En México suele creerse que la planta del cannabis es de origen nacional. Lo cierto es que arribó al continente americano con los exploradores europeos, a fines del siglo XV. Hay indicios de que la planta proviene de las faldas de los Himalayas desde donde, gracias a su adaptabilidad y utilidad, se extendió por todo el mundo conforme crecían las migraciones humanas y la expansión económica y comercial entre Oriente y Occidente.

No es exagerado afirmar, así, que la búsqueda de nuevas rutas comerciales posterior a la Edad Media, pudo tener lugar en parte gracias a la cannabis, cultivada y utilizada como cáñamo para la fabricación de textiles y cordajes de gran resistencia y confiabilidad. Tales productos permitieron la construcción de embarcaciones capaces de recorrer distancias imposibles de imaginar hasta antes de ese tiempo. Ello permitió a las nacientes potencias europeas competir por la conquista económica del mundo.
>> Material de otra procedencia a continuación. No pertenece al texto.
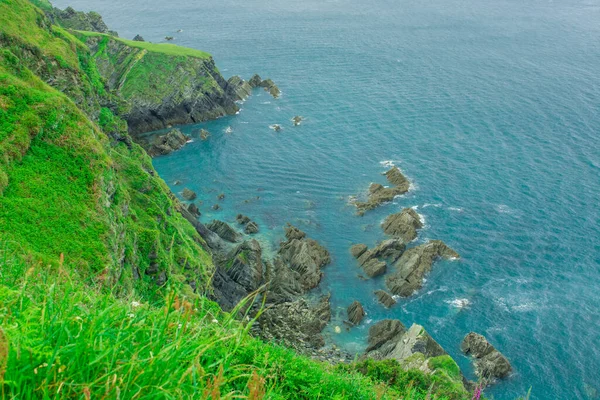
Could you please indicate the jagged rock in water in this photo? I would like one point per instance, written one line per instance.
(490, 364)
(374, 268)
(356, 313)
(238, 88)
(251, 228)
(165, 144)
(204, 134)
(384, 298)
(403, 224)
(193, 209)
(414, 264)
(358, 249)
(304, 256)
(188, 194)
(255, 81)
(242, 219)
(224, 231)
(270, 87)
(296, 324)
(378, 194)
Aun cuando en Europa los usos psicoactivos de la planta eran conocidos -si bien limitados a prácticas paganas-, en América fue gracias a las culturas nativas, ampliamente entrenadas en el conocimiento botánico, que comenzó a ser utilizada con fines no industriales que llevaron rápidamente, también, a su demonización, ya que tales usos se asociaron con prácticas paganas de los pueblos originarios.

A pesar de esta demonización de sus usos rituales y herbolarios, que llevó a emitir edictos que castigaban las “prácticas idolátricas” con los pipiltzintzintli, existió, desde el siglo XVI, la intención manifiesta de sembrar cáñamo en lo que entonces se denominaba Las Indias. Esta intención es evidente en la cantidad de edictos, reales órdenes y disposiciones que durante dos siglos dispusieron la siembra de cáñamo en los territorios recién conquistados.

La expansión de la cannabis en el continente americano tuvo así un carácter fundamentalmente económico. En el caso de México, el cáñamo llegó primero con la navegación por el Océano Atlántico. Conforme crecían los vínculos comerciales con otras regiones del mundo (en la segunda mitad del siglo XVI comenzó a llegar por el Pacífico la Nao de China, proveniente de Manila, y con ella nuevas variedades de la planta); estas semillas comenzaron a mezclarse en la costa occidental de la Nueva España, dando lugar a variedades ahora mundialmente famosas, como la Acapulco Golden, la Azorrillada Oaxaqueña o la Punto Rojo de Sinaloa.

Más allá del debate sobre los usos psicoactivos, los productos obtenidos de la cannabis han estado desde entonces entre nosotros y continúan presentes de muchas maneras. En los tratados comerciales de México -con América del Norte, con la Unión Europea, con Chile o con Japón-, los productos de cáñamo están contemplados bajo distintas modalidades: papel, textiles, cordajes, suplementos alimenticios, cosméticos, materiales de construcción, etc. Nuestras leyes, sin embargo, no toman en cuenta los diferentes usos de la planta y sigue prohibida en su totalidad. Por ello, hoy nos encontramos en una circunstancia en la que podemos importar y comercializar los productos industriales del cáñamo sin poder producirlos legalmente. Una limitación económica autoinflingida que sin duda es necesario revisar.

Vale la pena mencionar, en este sentido, que el cultivo del cáñamo supone una industria medioambientalmente sustentable que representa una alternativa a productos y materias primas cuyo impacto negativo es conocido, como la deforestación producida para la elaboración de papel.

Es importante, por lo tanto, hacer énfasis en que la legalización de la cannabis va mucho más allá del uso de la mariguana. Una regulación integral de la misma permitiría al país abrir una nueva industria con amplio potencial de crecimiento, de la que el desarrollo de comunidades rurales podría verse altamente beneficiado. Es hora de que el país deje los atavismos morales que pesan sobre la cannabis y asuma que la planta puede ser el nuevo motor económico que el país necesita con tanta urgencia.